= Advertising Ethics Board =

Polish self-regulatory organization

The Advertising Ethics Board (Rada Reklamy) is a Polish self-regulatory organization representing the advertising and media industries. Founded in 2006, it is responsible for establishing and enforcing ethical standards in commercial communication in Poland. It is a member of the European Advertising Standards Alliance (EASA).

== History and structure ==
The organization was established by the Union of Associations Advertising Council (Związek Stowarzyszeń Rada Reklamy), which includes representatives of advertisers, advertising agencies, and media outlets. The operational foundation of the organization is the Code of Ethics in Advertising (Kodeks Etyki Reklamy). The Board is managed by a president and a management board representing the communication industry.

The main administrative body is the Advertising Ethics Commission (Komisja Etyki Reklamy).

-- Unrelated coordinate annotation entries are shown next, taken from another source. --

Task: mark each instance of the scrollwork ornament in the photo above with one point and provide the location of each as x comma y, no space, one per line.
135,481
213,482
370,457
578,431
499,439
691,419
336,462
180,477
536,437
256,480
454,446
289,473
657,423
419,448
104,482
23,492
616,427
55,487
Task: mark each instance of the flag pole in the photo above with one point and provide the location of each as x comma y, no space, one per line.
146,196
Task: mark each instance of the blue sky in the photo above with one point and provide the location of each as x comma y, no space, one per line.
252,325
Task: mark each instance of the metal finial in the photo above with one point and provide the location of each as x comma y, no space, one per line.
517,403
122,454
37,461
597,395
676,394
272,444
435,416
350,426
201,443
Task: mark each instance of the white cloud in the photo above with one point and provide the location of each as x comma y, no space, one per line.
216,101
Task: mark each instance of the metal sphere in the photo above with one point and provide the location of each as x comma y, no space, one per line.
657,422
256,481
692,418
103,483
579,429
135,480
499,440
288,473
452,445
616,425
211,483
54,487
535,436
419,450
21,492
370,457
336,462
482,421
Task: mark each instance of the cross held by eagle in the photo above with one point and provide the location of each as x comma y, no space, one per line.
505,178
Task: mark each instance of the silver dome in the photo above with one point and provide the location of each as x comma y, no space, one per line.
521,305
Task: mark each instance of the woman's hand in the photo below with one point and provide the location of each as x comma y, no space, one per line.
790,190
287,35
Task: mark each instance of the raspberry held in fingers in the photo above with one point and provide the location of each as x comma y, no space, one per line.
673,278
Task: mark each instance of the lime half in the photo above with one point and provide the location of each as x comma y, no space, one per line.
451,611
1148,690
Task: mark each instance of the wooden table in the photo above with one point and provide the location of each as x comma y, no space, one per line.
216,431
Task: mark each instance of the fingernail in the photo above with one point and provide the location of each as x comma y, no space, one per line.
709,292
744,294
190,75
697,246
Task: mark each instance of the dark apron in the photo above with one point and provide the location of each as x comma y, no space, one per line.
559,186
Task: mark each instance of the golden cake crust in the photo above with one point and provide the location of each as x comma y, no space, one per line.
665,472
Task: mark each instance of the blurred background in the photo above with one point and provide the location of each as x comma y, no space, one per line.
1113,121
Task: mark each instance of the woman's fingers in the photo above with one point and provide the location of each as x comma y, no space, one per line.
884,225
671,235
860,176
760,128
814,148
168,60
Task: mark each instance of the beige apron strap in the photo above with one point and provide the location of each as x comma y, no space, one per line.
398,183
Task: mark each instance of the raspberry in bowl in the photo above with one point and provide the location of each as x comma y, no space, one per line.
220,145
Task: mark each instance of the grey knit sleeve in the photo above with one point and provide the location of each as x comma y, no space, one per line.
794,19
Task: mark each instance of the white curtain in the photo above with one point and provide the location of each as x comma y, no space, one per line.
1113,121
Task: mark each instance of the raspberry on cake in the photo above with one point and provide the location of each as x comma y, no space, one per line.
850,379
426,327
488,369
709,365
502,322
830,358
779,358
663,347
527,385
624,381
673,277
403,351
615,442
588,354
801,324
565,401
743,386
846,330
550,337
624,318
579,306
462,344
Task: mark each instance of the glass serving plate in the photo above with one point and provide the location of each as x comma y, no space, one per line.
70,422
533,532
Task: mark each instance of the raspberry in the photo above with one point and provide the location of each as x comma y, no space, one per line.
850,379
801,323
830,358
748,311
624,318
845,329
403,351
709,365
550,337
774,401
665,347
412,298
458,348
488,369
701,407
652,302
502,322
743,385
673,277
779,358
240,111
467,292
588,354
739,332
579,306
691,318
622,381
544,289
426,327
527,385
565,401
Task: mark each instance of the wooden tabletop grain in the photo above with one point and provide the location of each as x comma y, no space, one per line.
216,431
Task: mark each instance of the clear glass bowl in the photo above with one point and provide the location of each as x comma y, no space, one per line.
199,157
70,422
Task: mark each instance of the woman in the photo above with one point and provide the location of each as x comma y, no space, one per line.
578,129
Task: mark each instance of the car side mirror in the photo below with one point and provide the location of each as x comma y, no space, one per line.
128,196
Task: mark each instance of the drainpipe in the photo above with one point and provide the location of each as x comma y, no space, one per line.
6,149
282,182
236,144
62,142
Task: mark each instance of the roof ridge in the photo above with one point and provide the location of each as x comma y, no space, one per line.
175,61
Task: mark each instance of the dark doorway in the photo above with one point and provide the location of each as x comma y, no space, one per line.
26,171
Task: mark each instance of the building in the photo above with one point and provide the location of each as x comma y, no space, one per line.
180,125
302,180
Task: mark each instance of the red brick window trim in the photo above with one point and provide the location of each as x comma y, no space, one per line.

The Commission investigates consumer complaints and evaluates whether specific campaigns violate ethical norms, such as the protection of minors, social responsibility, and truthfulness in communication.

== Functioning ==
The Commission reviews complaints submitted by individual consumers, consumer rights organizations, and competing enterprises. The Board also issues broader guidelines regarding ethical communication, such as the proper use of historical elements in advertising. While the decisions issued by the Commission are not legally binding court judgments, they act as industry self-regulation. Signatories of the Code commit to voluntarily complying with the rulings, which generally result in the modification or withdrawal of disputed advertisements.